President Joe Biden’s Justice Department wasted no time Monday asking an appeals court to freeze a Texas-based federal judge’s decision to make a medication abortion drug unavailable nationwide. While the ruling will not affect abortion bans in states such as Texas, it does further restrict options for those seeking abortions elsewhere. Abortion providers across the country are closely watching this new chapter in the battle over abortion rights.


What You Need To Know

  • The Justice Department is appealing a Texas court ruling that would halt approval of a drug used in the most common method of abortion in the U.S.

  • U.S. District Judge Matthew Kacsmaryk issued his decision Friday but ruled it would not take effect for seven days

  • Kacsmaryk sided with the anti-abortion groups that challenged the 2000 FDA decision that mifepristone was safe and effective

  • “Until we hear from the FDA, every Whole Woman's Health clinic and all of our telemedicine practices are still dispensing mifepristone. We're still providing abortions with pills to people,” Amy Hagstrom Miller, founder and CEO of Whole Woman’s Health, said

The ruling by U.S. District Court Judge Matthew Kacsmaryk in Amarillo broke new legal ground almost 10 months after the Supreme Court’s reversal of the constitutional right to an abortion, in the case called Dobbs v. Jackson Women’s Health Organization.

At the time, the court's conservative justices said that abortion is a matter best left to individual states to decide.

“If they thought that Dobbs was going to return this issue to the states, and everyone would move on happily from there, I think this shows that we're in for quite a bit more litigation on this topic,” said Emily Berman, an associate professor at the University of Houston Law Center.

Kacsmaryk, who was appointed by former President Donald Trump, issued his ruling Friday evening, suspending the Food and Drug Administration’s more than 20-year-old approval of mifepristone. The drug is used in more than half of the abortions in the country. Abortion rights supporters called the decision unprecedented.

“He has made some crazy claims in the decision. The rhetoric he uses is political in nature. It's not medical or scientific by any stretch, and it's pretty scary to think of an idealogue judge like that, to be able to have such influence over medical practice,” Amy Hagstrom Miller, founder and CEO of Whole Woman’s Health, told Spectrum News.

Kacsmaryk sided with the anti-abortion groups that challenged the 2000 FDA decision that mifepristone was safe and effective.

“The FDA put women and girls in harm's way, and it's high time the agency is held accountable for its reckless actions. Pregnancy is not an illness and chemical abortion drugs don't provide a therapeutic benefit,” Erik Baptist, senior counsel for Alliance Defending Freedom, said. “This is a significant victory for the doctors and medical associations we represent.”

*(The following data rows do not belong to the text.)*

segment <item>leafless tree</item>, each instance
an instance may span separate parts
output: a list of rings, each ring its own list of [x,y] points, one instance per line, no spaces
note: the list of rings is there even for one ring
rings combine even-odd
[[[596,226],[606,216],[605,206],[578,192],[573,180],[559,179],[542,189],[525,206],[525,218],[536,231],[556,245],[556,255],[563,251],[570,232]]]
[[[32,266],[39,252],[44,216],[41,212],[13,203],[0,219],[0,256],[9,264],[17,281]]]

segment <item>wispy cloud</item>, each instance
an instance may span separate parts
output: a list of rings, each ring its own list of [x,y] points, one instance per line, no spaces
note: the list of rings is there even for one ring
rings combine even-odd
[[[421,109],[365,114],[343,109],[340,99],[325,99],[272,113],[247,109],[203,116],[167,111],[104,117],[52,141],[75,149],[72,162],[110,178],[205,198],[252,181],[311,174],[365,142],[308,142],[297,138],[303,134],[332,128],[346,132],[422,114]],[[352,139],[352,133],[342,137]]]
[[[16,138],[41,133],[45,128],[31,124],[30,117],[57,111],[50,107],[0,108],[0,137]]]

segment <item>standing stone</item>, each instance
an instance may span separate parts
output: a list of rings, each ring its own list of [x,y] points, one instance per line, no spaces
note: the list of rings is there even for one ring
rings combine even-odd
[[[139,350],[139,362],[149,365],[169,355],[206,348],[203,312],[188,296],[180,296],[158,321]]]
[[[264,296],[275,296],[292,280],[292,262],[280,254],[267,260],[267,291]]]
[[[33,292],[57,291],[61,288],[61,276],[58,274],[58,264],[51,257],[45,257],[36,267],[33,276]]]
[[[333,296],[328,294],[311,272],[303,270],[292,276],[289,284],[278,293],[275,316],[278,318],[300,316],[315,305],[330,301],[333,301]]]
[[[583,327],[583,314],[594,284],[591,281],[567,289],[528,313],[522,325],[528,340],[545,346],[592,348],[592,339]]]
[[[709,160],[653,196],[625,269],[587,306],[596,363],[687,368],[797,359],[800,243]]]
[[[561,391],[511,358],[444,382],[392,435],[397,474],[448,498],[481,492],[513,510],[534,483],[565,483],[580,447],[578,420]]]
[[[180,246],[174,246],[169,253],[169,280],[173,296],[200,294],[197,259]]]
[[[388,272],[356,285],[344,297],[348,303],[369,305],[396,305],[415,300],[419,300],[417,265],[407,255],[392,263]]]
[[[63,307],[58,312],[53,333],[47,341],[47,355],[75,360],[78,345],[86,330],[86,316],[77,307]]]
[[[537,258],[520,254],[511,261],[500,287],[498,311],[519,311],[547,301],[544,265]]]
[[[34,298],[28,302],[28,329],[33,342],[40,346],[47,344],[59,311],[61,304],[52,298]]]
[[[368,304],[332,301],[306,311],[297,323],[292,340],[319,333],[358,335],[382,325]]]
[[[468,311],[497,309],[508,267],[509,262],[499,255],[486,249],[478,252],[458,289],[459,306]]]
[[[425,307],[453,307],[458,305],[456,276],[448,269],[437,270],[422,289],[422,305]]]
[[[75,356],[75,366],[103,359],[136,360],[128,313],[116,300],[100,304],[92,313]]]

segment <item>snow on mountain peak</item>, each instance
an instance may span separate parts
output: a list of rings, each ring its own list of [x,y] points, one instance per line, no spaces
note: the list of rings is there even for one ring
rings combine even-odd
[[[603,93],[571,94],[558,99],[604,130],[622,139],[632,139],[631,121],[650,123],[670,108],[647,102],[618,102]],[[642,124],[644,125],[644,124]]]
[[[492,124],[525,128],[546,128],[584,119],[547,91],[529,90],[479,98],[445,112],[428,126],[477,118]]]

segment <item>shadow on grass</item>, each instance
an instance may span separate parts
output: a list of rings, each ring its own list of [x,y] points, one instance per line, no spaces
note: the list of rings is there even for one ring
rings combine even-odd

Kacsmaryk said his ruling would take effect at the end of this week, if it stands. Less than an hour after the decision was handed down late Friday, a federal judge in Washington state ordered the FDA to keep mifepristone available in 17 Democratic-led states and the District of Columbia.

Hagstrom said while her organization totally shut down abortion services in Texas last June, it continues to see Texans at its clinics across the country, including mostly recently in nearby New Mexico. The organization said it is working on public awareness campaigns and helping people travel to states where abortion is legal.

“If mifepristone is removed from the market, we will still proceed with other methods so that we can maintain access to safe abortion, no matter what for the people that come to us in the places where abortion is still protected,” Hagstrom Miller said. 

“Until we hear from the FDA, every Whole Woman's Health clinic and all of our telemedicine practices are still dispensing mifepristone. We're still providing abortions with pills to people,” she continued. 

Some legal experts believe this fight over the abortion pill is likely to end up before the Supreme Court. One issue is whether the plaintiffs who brought this case to Kacsmaryk have the legal standing to challenge the FDA's approval of the drug.

The Associated Press contributed to this report.